The leather of the armrest was soft and fine, and Lizzie ran her fingertips over it. She grinned, the super-comfortable seat reminding her of John’s ‘throne’ from their grove adventure. Trust him to remember that silly fantasy of hers, and make it real as part of their first holiday together.

‘What’s wrong?’ he enquired from his seat a few feet away. He was working on his laptop at a small pull-out
table. ‘Getting pangs of conscience over obscene and conspicuous luxury again?’ He grinned, teasing her over her ‘issue’.

‘A bit, I suppose, although it’s all very lovely.’ She glanced at her coffee cup, remembering the exquisite pattern in the foam that the flight attendant had created for her.

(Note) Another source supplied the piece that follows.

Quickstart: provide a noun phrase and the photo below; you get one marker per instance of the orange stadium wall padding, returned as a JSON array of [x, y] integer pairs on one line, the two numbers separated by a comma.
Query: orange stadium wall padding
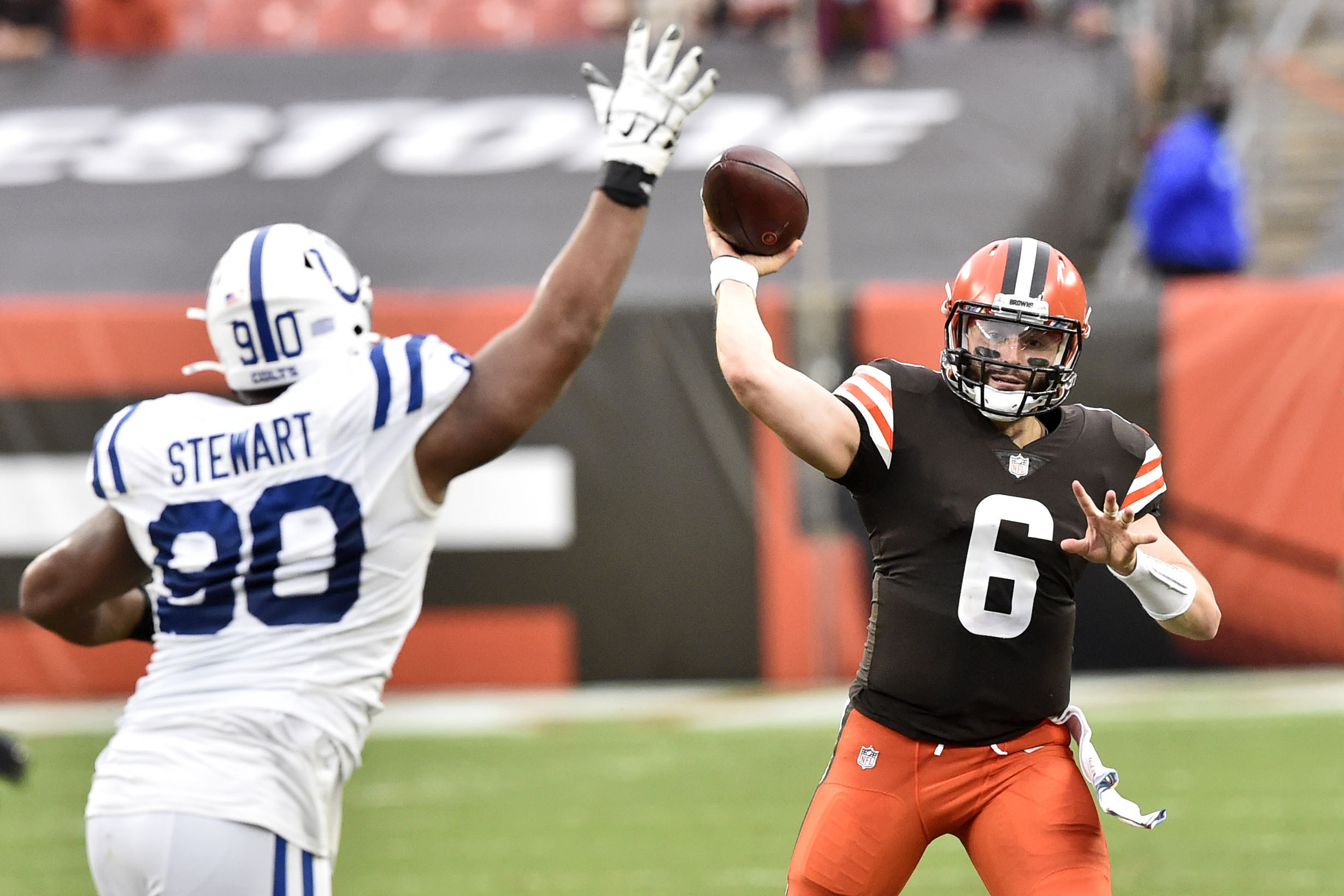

She’d been offered Champagne, but somehow, heading home, it seemed a better idea to get out of their holiday wine-drinking habits and back into more sensible consumption. John was already hard at work, alcohol rejected, and coffee at his side too.

He pushed aside the table, the laptop and whatever deal he was currently in the process of brainstorming. ‘We could join the Mile High Club, to take your mind off it, if you like?’ The twinkle in his eye was suggestive, but she had a feeling he was still just teasing. He would fuck her in the equally luxurious bathroom compartment, if she wanted him to, she knew that. But … the flight attendant would know exactly what they were doing, and John had more savoir-faire and good taste than to embarrass her that way. This wasn’t like the sophisticated fetish party he’d taken her to, where everybody wanted everybody else to know they were shagging or spanking or whatever. This was a form of real life, albeit a very luxurious and rarefied one, and in the real world, outside the bedroom John always behaved like a perfect gentleman.

‘That’s an incredibly sweet offer, Mr Smith, but I’ll take the proverbial rain check, if I may?’ She grinned back at him. ‘Tempting as the offer of your glorious body is, this is the first time I’ve travelled in a private jet, and I am enjoying it, even if I do think it’s unbelievably extravagant.’

‘Well, if it’s any comfort,’ said John, moving his table
back into position, ‘if we hadn’t decided to travel in it, this jet would have been returning home empty. So at least that’s a slightly less onerous carbon footprint.’

Just before their holiday, John had bought a majority share in a private jet hire company, operating out of their local regional airport, and this was their first opportunity to sample the goods. A celebrity author who lived in the area had flown out for a holiday in the south of France, and in the best use of logistics, John had requisitioned the aircraft for his and Lizzie’s journey home.